Friday, April 21, 2006

Stroke of brilliance

At some point today, I was struck with an excellent idea to write about on my blog. Since then, I have forgotten where I was, when it occurred, and most importantly, what it actually was!

I've been reading a book I really don't like, and I guess I should finish it before I start publicizing such harsh criticism of it because it is really quite popular. But the reasons that I don't like it are what bother me, and what have been bothering me, so I'm going to discuss it anyway, with the full intention of finishing it.

The book is called Towards Understanding Islam and was originally written in Urdu by Sayyed Abul A'la Mawdudi. The foreward states that the purpose was to explain "the fundamentals of Islam to young students and less-educated adults in a simple and straight-forward manner." Now, I am not sure if that means non-Muslims it was written for, or Muslims. Of course now it is distributed as dawah, and I have to admit to the biases I have coming from Christianity.
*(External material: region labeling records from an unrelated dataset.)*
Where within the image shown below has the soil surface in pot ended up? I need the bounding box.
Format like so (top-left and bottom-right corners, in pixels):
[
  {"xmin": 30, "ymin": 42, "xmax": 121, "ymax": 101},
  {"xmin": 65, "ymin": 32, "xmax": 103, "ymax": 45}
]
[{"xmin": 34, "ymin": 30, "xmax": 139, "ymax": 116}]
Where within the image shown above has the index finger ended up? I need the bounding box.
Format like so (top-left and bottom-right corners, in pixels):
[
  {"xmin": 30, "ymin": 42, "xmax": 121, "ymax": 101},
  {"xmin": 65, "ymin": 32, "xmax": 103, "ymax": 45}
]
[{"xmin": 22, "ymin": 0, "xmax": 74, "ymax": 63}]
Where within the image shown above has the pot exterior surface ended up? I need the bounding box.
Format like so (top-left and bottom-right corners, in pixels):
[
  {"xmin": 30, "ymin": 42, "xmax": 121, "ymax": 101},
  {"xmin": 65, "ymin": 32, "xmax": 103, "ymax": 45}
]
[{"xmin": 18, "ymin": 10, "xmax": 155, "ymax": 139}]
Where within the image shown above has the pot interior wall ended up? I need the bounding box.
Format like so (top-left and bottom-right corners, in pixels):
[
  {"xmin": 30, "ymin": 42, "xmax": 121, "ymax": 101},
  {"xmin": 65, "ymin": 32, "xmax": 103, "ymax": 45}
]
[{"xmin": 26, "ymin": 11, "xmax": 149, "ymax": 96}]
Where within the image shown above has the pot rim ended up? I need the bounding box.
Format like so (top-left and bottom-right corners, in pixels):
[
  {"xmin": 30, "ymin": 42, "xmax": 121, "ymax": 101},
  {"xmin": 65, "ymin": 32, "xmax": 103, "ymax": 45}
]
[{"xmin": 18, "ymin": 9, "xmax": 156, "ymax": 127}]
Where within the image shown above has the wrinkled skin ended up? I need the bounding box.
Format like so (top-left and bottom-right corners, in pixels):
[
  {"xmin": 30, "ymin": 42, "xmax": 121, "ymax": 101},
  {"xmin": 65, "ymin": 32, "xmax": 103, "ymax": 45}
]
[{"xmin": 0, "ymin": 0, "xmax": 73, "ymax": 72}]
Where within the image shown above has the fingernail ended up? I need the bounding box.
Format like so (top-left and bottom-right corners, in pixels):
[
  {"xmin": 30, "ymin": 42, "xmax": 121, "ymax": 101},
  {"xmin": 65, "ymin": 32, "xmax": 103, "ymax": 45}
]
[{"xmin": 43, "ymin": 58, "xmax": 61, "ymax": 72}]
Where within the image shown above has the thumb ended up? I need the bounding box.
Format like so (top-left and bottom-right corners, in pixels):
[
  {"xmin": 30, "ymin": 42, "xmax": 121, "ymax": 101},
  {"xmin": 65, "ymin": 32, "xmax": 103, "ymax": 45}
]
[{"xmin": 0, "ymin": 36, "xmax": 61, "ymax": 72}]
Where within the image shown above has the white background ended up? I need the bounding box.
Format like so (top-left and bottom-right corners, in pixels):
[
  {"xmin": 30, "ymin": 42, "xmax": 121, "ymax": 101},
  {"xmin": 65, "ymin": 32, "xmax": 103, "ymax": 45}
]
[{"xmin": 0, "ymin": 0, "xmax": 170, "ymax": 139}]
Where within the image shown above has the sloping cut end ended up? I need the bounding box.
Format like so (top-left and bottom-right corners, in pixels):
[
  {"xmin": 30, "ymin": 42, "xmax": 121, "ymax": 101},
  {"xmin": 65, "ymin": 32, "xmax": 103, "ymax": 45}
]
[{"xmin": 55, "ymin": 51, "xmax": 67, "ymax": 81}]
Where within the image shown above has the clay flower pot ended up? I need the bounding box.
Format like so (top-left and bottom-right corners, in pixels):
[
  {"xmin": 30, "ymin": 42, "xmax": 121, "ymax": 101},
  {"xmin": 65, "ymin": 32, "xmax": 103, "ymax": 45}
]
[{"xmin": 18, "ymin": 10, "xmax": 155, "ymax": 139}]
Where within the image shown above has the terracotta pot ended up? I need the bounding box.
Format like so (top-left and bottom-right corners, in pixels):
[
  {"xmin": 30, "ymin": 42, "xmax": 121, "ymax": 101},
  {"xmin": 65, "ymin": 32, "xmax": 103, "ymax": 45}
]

Therein lies my problem, which is over the seemingly obsessive nature in which this book described Muhammad. In fact, it seems to describe Islam as a construct of Muhammad, and that Muhammad is the only reason to follow it! Peace be upon him.

Lately I have given a lot of thought to how I view the Prophet, salallahu alaihi wa salaam, comparing my thoughts now to what they have been in the past. When I first converted to Islam, I still viewed Jesus, as a much higher prophet in status than Muhammad, pbut. Somehow, the status of Jesus, pbuh, had to be lowered; Christians consider him God, after all. But even when I converted I didn't see Muhammad pbuh as much more than the man who delivered the Qur'an. If anyone knew me then, they'll probably remember I rejected the Sunnah, considered it largely unimportant and false. I have come past that, and now view Muhammad, pbuh, as a truly great man and Prophet of God. But I still have to draw the line on calling him the best man who ever lived--because that implies he was better than all the other Prophets and I just can't do that. I can't.

And that is what this book does. Despite that, it has given me a much better understanding about Prophethood in general, and instilled greater respect for all the prophets. However, I think the discussion in this book is adoration on par with worship, directed at Muhammad pbuh himself and not his inspiration. I wonder... did men become Prophets because they were great men, or were they great men because they were Prophets?

I think the latter. That because God had inspired them, and was working through them, they were the best of men. Unfortunately, the way this book seems to be talking about Muhammad, pbuh, is like he were the only Prophet and also that he was so great in and of himself, that he was wise enough to give us the message. That does not jive with my view of prophets at all, because it seems to me that they are great, yes, but given the Message by God--they didn't go out and discover it through their own reflection, but God gave it to them. And because of that, they had greater understanding and could teach about it.

The book just seems to be going further to say that Muhammad pbuh was such a great man, etc., and he taught this and that, and he knew this and that, but not that God had actually inspired him to do this. That conflicting viewpoint has turned me off, but I have to consider whether or not I am wrong in this. And I suppose that will take even more reflection and growth (spiritually) on my part.